Inhabitants of La Digue can exchange two of their incandescent light bulbs for the LED (light-emitting diode) bulbs from 8.30 a.m. to 4 p.m. on Friday at the community centre. Those on Praslin can do the same on Saturday at the Pension Fund Building.
The campaign is aimed at promoting energy efficiency to reduce CO2 emissions. It was launched on the main island of Mahe in April and is part of the resource efficiency project.
“The light bulb is the easier appliance that can be replaced with a more energy efficient solution. We want to help people adjust by starting them off with these LED light bulbs in the hope that they adopt this as a lifestyle,” said Elaine Ernesta, the resource efficiency project manager.
The ‘Switch to LED’ team will be giving inhabitants of the two targeted islands two free LED bulbs in exchange for two incandescent bulbs for each household. Members of the public have to bring their recent electricity bill which will be used for more research into household energy usage habits.

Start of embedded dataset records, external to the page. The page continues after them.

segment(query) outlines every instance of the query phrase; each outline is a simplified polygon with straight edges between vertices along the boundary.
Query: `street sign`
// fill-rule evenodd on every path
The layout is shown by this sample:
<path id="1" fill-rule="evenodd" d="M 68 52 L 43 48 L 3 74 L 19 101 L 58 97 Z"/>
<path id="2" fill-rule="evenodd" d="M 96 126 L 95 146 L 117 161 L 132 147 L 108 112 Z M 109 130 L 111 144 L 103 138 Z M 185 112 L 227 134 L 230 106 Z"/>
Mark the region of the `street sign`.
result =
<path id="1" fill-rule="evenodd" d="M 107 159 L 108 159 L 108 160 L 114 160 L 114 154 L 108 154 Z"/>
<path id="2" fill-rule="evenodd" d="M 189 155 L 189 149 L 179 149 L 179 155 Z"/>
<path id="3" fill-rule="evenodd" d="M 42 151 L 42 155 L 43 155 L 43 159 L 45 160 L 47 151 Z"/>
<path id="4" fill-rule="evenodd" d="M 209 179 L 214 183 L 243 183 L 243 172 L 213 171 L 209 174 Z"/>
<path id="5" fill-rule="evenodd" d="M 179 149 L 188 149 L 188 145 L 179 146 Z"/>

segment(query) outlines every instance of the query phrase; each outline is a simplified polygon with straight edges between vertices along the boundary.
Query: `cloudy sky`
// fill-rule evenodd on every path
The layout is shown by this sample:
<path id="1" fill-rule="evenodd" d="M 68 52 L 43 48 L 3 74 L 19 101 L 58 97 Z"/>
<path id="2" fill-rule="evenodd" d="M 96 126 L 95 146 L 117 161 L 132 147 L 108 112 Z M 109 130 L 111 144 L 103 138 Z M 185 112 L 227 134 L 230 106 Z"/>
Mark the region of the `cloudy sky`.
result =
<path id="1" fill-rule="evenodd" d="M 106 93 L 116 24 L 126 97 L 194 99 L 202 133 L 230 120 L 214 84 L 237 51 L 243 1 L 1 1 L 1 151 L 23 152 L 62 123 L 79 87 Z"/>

|The campaign is aimed at promoting energy efficiency to reduce CO2 emissions and was launched on Mahe in April. (Seychelles Nation) Photo License: CC-BY|
Despite previous campaigns informing the public of the benefits of LED bulbs, a baseline energy efficiency survey in Seychelles, an archipelago of 115 islands, found that 49 percent of the population still used incandescent bulbs.
Ernesta said that people might still be using incandescent bulbs due to convenience since they are cheaper and more readily accessible in small local shops. Good quality LED lights, on the other hand, will be found in supermarkets or hardware shops.
She said that LED light bulbs could last from 10 to 15 years and use 6- 10 watts as opposed to the incandescent and CFL (compact fluorescent lamp) which normally last 6-8 months and consume 60 watts. Household, therefore, spends less money in the long term when buying LED lights.
The public has to recognise that the replacement of two light bulbs will not make a significant difference in their electricity bills unless other changes are made, said Ernesta. This would include replacing other light bulbs in the house, especially those found in storage areas or security lights where they are often forgotten. The use of energy efficient washing machines and refrigerators, as well as gas cookers and solar powered water heaters, could be used instead of their electrical appliances.
Ernesta added the team is aware that LED bulbs coming into the Seychelles have been of poor quality.
“Regulations will soon be put in place to ensure that only high quality LED bulbs will be brought into the country. For the time being, those wanting to purchase LED light bulbs are advised to read the label carefully and to only choose LED bulbs in the A* - A***** range.”